Acredito que não seja um debate só das mulheres, mas o mundo feminino abarca mais esse lugar, creio, por uma questão sócio cultural. Mulheres sempre foram as erveiras, parteiras, rezadeiras. Nós carregamos em nosso inconsciente coletivo e transgeracionalidade esses conhecimentos ancestrais sobre ervas, saúde e bem-estar. Quanto a importância de utilizar produtos naturais, observo que é um movimento crescente, desde a década de 1970, de pessoas almejando reconexão com a natureza e com a sua própria essência.

Nos perdemos de nossa essência nesse sistema vigente, é preciso lembrar quem somos e como funcionamos, voltar a ouvir nossos corpos, sentir o cheiro de nossa saúde, doença e emoções.

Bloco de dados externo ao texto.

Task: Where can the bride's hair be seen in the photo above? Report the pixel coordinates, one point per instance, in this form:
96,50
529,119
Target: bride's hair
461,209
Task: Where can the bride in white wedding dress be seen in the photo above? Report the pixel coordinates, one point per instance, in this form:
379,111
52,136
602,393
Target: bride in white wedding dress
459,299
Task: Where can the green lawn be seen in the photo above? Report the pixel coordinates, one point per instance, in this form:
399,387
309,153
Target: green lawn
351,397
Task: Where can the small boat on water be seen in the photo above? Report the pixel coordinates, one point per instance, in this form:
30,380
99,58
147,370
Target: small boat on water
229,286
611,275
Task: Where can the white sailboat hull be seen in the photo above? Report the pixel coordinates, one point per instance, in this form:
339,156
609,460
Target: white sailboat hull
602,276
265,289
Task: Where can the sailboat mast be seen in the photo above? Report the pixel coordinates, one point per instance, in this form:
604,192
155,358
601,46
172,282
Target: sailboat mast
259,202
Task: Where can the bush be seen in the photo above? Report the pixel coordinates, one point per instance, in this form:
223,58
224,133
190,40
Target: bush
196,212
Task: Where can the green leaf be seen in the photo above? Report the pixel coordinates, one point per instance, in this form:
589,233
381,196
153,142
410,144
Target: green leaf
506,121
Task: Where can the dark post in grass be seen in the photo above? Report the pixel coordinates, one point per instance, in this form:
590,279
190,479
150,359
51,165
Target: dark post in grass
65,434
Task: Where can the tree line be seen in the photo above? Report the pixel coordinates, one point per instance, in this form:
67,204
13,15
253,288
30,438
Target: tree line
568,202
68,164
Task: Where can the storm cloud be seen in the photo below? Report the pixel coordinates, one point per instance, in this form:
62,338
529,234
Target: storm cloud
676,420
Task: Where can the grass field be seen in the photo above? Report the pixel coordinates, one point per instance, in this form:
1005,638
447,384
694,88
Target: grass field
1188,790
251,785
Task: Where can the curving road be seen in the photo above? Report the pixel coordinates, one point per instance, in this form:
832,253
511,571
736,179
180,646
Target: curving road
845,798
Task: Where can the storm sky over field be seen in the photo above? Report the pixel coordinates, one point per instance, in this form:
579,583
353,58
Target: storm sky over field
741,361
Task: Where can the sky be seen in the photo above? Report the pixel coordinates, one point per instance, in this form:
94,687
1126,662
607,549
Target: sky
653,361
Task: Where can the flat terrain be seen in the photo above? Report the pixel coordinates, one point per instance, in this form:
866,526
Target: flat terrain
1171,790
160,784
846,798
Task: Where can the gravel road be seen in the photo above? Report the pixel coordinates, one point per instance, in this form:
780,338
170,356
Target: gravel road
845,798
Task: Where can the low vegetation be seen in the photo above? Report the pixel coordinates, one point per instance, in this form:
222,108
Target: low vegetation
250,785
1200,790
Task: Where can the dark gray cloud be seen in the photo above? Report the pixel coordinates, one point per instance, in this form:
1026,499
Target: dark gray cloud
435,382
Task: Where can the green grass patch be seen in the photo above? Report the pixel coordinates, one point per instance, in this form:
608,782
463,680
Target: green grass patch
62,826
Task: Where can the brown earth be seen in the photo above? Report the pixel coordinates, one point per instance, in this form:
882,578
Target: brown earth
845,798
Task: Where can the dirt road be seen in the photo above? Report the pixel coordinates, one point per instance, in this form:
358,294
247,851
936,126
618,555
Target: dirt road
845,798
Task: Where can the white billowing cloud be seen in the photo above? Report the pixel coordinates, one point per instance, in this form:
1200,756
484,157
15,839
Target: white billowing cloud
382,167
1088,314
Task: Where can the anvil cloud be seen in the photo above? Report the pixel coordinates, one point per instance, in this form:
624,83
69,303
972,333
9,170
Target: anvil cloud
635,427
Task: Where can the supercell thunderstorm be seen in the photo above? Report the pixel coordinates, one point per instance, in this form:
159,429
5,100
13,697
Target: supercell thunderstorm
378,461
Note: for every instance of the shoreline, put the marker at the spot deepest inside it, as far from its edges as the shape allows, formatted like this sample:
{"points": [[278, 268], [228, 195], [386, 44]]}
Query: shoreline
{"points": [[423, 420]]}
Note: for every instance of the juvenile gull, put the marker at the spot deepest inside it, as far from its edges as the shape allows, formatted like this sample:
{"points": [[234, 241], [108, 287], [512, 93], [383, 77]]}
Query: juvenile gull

Falando em cheiro, o sistema olfativo é o único que apresenta conexão direta com o meio externo, não passa pelo tálamo (uma espécie de filtrador no cérebro). Um aroma te invade e acessa diretamente o seu sistema límbico, local onde guardamos nossas memórias e emoções. Ou seja, não há como controlar a emoção provocada por um aroma de imediato. Quando você vê algo que não gosta, pode fechar os olhos, mas quando sente um cheiro que te traz emoções ruins, você não pode parar de respirar. O sistema olfativo é visceral, é chocante e impactante. Esses são alguns motivos pelos quais ele foi tão domesticado: era preciso normatizar o homem! Retomar esse contato com ele, através de cheiros naturais, portanto, não domesticados pela indústria, é um grande passo para se libertar da normatização e reconhecer as próprias emoções.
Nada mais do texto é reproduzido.